One store that has felt the resurgence of vinyls is the wMushroom. Selling vinyls since 1969, the Mushroom has been involved in the music sales industry for a long time. Owner Chris Hummel, who has worked in this family business since he was a teengager, believes the comeback of vinyls is due in part to the younger generation’s connection to music.

“It starts to define your opinions and how you feel about things,” Hummel said. “So, I think having a physical item to hold, for some people, becomes important to them.”

One person who subscribes to this notion is freshman Brennan Tien. He said he buys vinyls due to them sounding a lot better and being able to find music not available on streaming websites.

“I’m a jazz studies major so most of the people I listen to are dead,” Tien said. “Newer vinyls of jazz music are harder to find typically.”

According to the Recording Industry Association of America’s 2019 mid-year report, vinyls have made a 12.9% increase in sales with CDs having a steady pace over the past years.

With the decline of CDs, Hummel said that it is not a business he would recommend going into.

“If I didn’t already sell CDs, I wouldn’t maybe have as big a selection of them,” he said. “We’re actually liquidating about half our collection right now to make room for more records.”

According to Hummel, this decline just shows a sign of the times.

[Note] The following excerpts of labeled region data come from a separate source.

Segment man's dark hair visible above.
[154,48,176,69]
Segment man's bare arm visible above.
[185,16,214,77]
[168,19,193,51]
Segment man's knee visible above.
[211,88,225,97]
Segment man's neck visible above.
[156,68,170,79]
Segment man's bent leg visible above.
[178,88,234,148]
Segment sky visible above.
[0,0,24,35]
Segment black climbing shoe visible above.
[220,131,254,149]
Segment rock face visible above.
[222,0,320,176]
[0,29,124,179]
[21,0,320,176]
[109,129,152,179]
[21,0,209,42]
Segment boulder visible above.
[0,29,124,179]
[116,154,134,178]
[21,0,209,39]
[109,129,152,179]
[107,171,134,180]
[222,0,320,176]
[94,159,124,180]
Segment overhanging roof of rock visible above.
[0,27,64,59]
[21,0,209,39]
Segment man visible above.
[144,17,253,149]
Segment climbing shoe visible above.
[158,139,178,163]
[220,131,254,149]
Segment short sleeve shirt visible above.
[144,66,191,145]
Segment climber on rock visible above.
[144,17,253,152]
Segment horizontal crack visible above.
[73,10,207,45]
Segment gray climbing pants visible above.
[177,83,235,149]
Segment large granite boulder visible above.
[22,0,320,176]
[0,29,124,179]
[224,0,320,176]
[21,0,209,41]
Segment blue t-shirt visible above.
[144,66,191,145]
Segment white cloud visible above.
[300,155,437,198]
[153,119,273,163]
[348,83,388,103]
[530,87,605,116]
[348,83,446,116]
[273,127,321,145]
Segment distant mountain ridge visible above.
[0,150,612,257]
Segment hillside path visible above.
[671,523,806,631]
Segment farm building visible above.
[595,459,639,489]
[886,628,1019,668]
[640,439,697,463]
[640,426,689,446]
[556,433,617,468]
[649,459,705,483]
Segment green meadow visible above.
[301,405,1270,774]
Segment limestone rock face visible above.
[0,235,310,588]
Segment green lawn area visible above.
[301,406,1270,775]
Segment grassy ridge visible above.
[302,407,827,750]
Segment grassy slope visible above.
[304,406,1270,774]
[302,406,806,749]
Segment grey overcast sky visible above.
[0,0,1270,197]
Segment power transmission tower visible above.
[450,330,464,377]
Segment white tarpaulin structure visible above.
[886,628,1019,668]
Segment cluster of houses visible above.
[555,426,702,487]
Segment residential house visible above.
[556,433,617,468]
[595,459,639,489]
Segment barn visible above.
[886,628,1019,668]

“We are a store that is changing our layout and space over to have more vinyl, if possible.”

He also said how ironic the decline of CDs and resurgence of vinyls are.

“Record sales went down in the first place because CDs took over,” he said.

Despite being a fan of vinyls, Tien said that many times streaming services are a more appealing option to the average music consumer.

“A big downside to buying vinyls over streaming is definitely price. You pay a fixed rate of $4.99 or $10.99 and get whatever you want,” Tien said. “With vinyl, you are buying a set few songs. So, you are definitely going to have a limited collection in comparison.”

Despite these issues, Hummel believes that there is a certain quality to vinyls that a streaming service just can’t beat.

“Through a good sound system, a vinyl, in my opinion, is always going to be the best listen, if you are actually looking to listen to music,” he said.